12. See Bolling v. Sharpe, post, p. 497, concerning the Due Process Clause of the Fifth Amendment.
13. "4. Assuming it is decided that segregation in public schools violates the Fourteenth Amendment
"(a) would a decree necessarily follow providing that, within the limits set by normal geographic school districting, Negro children should forthwith be admitted to schools of their choice, or
"(b) may this Court, in the exercise of its equity powers, permit an effective gradual adjustment to be brought about from existing segregated systems to a system not based on color distinctions?

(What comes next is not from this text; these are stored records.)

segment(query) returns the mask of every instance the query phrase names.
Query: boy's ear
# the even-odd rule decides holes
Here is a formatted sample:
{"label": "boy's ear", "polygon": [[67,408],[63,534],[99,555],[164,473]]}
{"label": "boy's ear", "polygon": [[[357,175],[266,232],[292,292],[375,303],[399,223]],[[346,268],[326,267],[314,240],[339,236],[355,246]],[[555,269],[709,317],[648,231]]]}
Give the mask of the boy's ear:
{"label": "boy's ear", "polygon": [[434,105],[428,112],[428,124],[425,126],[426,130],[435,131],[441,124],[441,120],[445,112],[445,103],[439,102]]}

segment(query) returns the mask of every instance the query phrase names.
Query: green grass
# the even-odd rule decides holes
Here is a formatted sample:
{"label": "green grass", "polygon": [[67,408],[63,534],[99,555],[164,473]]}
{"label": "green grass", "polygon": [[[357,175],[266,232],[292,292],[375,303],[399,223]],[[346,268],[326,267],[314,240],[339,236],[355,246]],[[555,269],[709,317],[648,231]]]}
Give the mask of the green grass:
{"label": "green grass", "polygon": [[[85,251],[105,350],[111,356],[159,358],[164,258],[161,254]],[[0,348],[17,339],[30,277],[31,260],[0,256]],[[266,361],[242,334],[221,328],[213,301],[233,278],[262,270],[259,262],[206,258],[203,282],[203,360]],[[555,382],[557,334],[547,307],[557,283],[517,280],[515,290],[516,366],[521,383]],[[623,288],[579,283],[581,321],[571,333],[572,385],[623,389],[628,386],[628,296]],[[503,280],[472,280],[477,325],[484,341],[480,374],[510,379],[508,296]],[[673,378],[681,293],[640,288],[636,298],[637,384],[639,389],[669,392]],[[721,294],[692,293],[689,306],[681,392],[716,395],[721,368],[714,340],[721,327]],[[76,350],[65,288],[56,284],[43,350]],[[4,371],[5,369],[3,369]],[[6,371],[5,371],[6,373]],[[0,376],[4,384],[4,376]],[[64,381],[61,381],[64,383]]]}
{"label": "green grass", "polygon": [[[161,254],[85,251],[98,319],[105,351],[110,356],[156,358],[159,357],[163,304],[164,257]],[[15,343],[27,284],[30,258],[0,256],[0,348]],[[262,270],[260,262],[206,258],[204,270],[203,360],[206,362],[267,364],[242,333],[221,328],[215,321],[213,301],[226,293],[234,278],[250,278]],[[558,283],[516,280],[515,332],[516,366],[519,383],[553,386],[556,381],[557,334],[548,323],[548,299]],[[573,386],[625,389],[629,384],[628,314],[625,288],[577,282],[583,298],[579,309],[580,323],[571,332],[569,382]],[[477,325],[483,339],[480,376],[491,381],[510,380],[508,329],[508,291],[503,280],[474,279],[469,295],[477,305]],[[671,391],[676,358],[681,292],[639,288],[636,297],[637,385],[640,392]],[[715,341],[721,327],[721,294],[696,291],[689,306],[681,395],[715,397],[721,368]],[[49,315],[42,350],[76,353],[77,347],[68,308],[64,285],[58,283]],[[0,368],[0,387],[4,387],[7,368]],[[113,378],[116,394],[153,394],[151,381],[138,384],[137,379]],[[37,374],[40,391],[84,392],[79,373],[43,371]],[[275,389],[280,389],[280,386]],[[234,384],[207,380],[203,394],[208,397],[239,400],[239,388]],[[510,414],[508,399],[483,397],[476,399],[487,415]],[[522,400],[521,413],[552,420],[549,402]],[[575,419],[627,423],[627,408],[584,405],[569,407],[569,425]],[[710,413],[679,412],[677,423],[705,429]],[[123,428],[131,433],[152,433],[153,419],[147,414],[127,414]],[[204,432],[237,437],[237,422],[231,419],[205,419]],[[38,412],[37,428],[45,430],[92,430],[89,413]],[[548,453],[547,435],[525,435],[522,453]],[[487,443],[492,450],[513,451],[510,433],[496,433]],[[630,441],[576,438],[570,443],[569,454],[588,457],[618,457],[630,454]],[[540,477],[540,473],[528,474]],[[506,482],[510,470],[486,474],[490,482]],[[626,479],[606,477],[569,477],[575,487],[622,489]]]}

"5. On the assumption on which questions 4 (a) and (b) are based, and assuming further that this Court will exercise its equity powers to the end described in question 4 (b),
"(a) should this Court formulate detailed decrees in these cases;
"(b) if so, what specific issues should the decrees reach;
"(c) should this Court appoint a special master to hear evidence with a view to recommending specific terms for such decrees;
"(d) should this Court remand to the courts of first instance with directions to frame decrees in these cases, and if so what general directions should the decrees of this Court include and what procedures should the courts of first instance follow in arriving at the specific terms of more detailed decrees?"
14. See Rule 42, Revised Rules of this Court (effective July 1, 1954).